The Defence of Poesy

In popular culture

A memorial, erected in 1986 at the location in Zutphen where he was mortally wounded by the Spanish, can be found at the entrance of a footpath (" 't Gallee") located in front of the petrol station at the Warnsveldseweg 170.

In Arnhem, in front of the house in the Bakkerstraat 68, an inscription on the ground reads: "IN THIS HOUSE DIED ON THE 17 OCTOBER 1586 * SIR PHILIP SIDNEY * ENGLISH POET, DIPLOMAT AND SOLDIER, FROM HIS WOUNDS SUFFERED AT THE BATTLE OF ZUTPHEN. HE GAVE HIS LIFE FOR OUR FREEDOM". The inscription was unveiled on 17 October 2011, exactly 425 years after his death, in the presence of Philip Sidney, 2nd Viscount De L'Isle, a descendant of the brother of Philip Sidney.

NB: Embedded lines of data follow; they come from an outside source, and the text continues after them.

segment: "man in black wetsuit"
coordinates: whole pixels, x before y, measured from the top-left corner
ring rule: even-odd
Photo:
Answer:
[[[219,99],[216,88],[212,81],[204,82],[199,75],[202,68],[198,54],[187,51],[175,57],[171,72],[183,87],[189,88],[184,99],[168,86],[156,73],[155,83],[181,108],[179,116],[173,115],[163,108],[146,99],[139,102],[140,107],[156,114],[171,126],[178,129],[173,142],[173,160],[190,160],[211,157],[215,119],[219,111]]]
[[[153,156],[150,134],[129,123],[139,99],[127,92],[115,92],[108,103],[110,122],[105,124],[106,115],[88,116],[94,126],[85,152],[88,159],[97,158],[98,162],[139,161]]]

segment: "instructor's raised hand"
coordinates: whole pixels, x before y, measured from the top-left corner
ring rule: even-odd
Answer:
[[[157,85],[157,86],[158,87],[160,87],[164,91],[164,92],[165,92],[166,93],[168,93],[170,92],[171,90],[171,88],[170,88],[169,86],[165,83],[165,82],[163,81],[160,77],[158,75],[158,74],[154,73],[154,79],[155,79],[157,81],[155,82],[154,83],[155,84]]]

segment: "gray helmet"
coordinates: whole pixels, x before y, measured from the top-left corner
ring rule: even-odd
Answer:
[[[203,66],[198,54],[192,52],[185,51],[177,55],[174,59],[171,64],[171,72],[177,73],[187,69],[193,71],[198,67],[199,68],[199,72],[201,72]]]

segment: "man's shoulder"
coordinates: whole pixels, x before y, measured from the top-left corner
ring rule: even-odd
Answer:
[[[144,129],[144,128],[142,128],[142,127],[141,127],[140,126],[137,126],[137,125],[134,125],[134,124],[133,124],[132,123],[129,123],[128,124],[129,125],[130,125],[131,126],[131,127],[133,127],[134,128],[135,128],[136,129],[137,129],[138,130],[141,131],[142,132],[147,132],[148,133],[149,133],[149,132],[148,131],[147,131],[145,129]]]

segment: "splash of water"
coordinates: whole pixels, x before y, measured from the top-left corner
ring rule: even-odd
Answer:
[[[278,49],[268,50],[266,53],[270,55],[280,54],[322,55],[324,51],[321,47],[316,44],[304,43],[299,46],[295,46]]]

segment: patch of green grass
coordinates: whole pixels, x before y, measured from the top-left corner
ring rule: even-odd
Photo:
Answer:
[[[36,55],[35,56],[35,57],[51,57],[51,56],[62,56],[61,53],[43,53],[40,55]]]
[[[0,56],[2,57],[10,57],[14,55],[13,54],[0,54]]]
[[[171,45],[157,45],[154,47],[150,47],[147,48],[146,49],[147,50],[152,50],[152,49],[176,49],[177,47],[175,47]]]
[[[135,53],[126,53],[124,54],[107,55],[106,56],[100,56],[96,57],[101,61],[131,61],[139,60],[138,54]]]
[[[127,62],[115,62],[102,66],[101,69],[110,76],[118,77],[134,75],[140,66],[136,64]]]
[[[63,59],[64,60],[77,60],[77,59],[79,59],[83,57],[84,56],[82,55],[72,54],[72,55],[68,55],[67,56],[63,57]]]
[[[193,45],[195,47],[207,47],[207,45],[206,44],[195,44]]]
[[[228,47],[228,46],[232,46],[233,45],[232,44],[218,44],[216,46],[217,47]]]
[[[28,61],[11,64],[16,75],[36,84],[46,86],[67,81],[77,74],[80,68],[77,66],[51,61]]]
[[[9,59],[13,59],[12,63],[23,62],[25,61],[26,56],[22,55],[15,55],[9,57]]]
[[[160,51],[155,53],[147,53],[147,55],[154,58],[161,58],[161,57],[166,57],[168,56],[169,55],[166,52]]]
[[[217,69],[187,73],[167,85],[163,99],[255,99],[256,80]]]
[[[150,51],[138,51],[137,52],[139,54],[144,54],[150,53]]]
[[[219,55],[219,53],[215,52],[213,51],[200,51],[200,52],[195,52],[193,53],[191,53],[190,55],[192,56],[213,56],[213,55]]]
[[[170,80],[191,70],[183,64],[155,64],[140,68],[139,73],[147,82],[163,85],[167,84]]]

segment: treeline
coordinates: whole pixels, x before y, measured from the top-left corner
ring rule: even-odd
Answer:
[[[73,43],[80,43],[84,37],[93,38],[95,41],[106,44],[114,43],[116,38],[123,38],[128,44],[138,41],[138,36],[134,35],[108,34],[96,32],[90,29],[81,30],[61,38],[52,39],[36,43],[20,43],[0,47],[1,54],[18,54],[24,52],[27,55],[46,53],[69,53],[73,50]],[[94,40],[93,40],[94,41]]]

The city of Sidney, Ohio, in the United States and a street in Zutphen, Netherlands, have been named after Sir Philip. A statue of him can be found in the park at the Coehoornsingel where, in the harsh winter of 1795, English and Hanoverian soldiers were buried who had died while retreating from advancing French troops.[13]

Another statue of Sidney, by Arthur George Walker, forms the centrepiece of the Old Salopians Memorial at Shrewsbury School to alumni who died serving in World War I (unveiled 1924).[14]

Philip Sidney appears as a young man in Elizabeth Goudge's third novel, Towers in the Mist (Duckworth, 1937), visiting Oxford around the time Queen Elizabeth also visited Oxford. (Goudge admitted to slightly advancing the time of Sidney's arrival in Oxford, for the sake of her larger story.)

In the Monty Python's Flying Circus sketches "Tudor Jobs Agency", "Pornographic Bookshop" and "Elizabethan Pornography Smugglers" (Season 3, episode 10), Superintendent Gaskell, a vice squad policeman, is transported back to the Elizabethan age and assumes Sir Philip Sidney's identity.[15][16]

An epitaph of Sir Philip Sidney: "England has his body, for she it fed; Netherlands his blood, in her defence shed; The Heavens have his soul, The Arts have his fame, The soldier his grief, The world his good name."[17]